Btw if you wondering what those short notation mean try ipcalc:
~ ipcalc 128.0.0.0/1 | grep 'HostMin\|HostMax' HostMin: 128.0.0.1 1 0000000.00000000.00000000.00000001 HostMax: 255.255.255.254 1 1111111.11111111.11111111.11111110 ~ ipcalc 0.0.0.0/1 | grep 'HostMin\|HostMax' HostMin: 0.0.0.1 0 0000000.00000000.00000000.00000001 HostMax: 127.255.255.254 0 1111111.11111111.11111111.11111110
It is basically covering everything from 0.0.0.1 till 255.255.255.254, basically all IP addresses.
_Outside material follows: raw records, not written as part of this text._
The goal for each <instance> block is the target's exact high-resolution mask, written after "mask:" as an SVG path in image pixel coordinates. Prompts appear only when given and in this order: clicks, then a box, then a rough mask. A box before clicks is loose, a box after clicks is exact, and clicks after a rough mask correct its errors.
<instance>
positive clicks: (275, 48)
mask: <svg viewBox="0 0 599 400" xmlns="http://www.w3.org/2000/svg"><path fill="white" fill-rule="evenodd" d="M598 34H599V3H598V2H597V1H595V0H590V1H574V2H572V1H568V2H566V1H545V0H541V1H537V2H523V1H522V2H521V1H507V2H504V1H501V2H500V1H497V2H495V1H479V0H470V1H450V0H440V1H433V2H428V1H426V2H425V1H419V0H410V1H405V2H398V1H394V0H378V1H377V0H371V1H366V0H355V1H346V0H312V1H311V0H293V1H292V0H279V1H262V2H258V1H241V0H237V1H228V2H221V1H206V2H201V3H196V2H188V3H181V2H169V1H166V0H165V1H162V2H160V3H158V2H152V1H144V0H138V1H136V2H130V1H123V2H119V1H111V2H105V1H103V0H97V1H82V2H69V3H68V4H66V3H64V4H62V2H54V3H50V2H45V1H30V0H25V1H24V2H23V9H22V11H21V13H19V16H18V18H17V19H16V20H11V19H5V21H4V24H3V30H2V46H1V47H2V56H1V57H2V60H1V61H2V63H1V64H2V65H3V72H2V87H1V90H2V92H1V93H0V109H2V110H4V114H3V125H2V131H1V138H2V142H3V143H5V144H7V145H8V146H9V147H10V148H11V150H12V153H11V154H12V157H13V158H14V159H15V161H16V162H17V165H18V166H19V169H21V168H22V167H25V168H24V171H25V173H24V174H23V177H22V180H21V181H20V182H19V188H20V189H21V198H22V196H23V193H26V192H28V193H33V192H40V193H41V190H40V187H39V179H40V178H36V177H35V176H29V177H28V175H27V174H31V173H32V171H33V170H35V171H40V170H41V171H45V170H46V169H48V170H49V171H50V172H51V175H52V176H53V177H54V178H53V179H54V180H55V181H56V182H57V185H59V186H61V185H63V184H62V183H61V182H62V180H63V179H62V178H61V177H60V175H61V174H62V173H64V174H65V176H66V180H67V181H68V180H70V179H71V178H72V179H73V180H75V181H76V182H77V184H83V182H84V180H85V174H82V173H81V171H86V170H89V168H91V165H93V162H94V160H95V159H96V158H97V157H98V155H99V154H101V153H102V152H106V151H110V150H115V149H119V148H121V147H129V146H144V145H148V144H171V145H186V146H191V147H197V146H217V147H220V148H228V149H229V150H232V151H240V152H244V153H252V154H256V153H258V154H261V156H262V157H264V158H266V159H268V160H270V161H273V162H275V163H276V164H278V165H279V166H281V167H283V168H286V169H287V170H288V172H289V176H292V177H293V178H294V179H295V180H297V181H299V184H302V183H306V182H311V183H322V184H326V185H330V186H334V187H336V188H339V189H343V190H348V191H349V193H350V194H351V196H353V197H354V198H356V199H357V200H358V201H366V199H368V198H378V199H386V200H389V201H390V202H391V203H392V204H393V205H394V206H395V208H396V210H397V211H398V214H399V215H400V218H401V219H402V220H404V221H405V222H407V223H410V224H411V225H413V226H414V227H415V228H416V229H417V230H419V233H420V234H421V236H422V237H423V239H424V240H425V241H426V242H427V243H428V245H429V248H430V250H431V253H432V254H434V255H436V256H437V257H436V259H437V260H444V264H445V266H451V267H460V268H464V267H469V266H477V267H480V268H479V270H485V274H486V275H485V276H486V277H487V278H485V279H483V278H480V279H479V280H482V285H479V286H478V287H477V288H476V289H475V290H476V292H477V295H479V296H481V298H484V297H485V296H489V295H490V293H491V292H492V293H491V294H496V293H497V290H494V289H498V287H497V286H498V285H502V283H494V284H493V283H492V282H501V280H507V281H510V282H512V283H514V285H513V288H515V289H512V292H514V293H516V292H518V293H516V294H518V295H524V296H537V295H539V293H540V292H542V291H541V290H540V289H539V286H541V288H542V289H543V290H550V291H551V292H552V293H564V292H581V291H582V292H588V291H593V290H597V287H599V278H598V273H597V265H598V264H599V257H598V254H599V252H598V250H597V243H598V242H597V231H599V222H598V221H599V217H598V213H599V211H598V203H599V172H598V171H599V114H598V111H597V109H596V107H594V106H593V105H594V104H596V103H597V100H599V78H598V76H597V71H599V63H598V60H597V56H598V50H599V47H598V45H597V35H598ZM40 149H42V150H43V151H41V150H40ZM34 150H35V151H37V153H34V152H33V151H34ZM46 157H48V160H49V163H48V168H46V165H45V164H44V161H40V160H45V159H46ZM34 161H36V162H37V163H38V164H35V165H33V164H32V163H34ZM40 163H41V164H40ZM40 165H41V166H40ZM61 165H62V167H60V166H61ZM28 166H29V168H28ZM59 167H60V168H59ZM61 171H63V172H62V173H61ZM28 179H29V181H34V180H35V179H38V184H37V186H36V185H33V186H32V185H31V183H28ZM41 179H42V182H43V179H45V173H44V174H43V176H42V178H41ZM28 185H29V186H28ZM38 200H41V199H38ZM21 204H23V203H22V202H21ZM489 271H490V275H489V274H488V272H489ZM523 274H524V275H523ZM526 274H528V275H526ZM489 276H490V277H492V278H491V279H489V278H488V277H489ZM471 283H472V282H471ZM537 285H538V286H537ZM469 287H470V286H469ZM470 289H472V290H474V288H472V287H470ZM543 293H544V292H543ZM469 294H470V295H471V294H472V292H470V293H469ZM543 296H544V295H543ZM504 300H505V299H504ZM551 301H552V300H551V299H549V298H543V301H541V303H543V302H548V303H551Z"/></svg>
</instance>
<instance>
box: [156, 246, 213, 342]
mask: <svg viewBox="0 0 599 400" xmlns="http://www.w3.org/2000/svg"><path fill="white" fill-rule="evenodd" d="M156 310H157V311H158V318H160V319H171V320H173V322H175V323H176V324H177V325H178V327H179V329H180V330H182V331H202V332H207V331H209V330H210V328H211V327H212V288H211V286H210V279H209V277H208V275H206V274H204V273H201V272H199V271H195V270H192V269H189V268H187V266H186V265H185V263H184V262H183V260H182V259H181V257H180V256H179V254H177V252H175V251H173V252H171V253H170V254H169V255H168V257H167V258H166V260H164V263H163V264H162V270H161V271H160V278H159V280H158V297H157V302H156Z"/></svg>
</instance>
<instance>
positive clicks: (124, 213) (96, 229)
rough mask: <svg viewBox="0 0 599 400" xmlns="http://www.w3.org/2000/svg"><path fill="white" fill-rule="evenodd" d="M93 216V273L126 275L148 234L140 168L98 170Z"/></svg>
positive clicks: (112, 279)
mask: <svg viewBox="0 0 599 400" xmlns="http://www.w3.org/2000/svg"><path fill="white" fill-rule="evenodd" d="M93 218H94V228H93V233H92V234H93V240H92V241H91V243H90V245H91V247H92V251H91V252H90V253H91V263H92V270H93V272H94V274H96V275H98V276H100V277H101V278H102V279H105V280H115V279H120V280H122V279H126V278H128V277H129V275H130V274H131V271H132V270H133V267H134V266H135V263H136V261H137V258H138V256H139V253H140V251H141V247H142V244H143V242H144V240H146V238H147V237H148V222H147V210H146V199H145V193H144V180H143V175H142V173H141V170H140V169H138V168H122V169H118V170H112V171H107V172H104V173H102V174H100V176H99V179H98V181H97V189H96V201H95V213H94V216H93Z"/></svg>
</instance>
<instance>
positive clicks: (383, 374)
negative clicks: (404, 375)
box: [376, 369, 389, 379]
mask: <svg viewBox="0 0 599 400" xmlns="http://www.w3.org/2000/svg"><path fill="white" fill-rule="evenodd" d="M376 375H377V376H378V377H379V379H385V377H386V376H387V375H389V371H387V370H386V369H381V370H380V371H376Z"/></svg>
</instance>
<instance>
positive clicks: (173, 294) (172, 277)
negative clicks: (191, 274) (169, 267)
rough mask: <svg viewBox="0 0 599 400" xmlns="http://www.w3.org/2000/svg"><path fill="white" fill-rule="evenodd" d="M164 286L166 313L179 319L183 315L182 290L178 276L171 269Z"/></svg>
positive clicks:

Indeed if I trace my traffic it goes right to VPN server:
traceroute google.com traceroute: Warning: google.com has multiple addresses; using 74.125.193.113 traceroute to google.com (74.125.193.113), 64 hops max, 52 byte packets 1 ip-10-225-222-129 (10.225.222.129) 24.244 ms 26.419 ms 34.542 ms ^
Now, lets delete those routes, you will obviously need root access:
sudo route delete -net 0/1 -ifp utun3 sudo route delete -net 128.0/1 -ifp utun3
Now if we trace again:
traceroute google.com traceroute: Warning: google.com has multiple addresses; using 74.125.193.113 traceroute to google.com (74.125.193.113), 64 hops max, 52 byte packets 1 ip-192-168-0-1 (192.168.0.1) 3.709 ms 3.085 ms 3.429 ms
as you can see it changed to 192.168.0.1, which is your home router.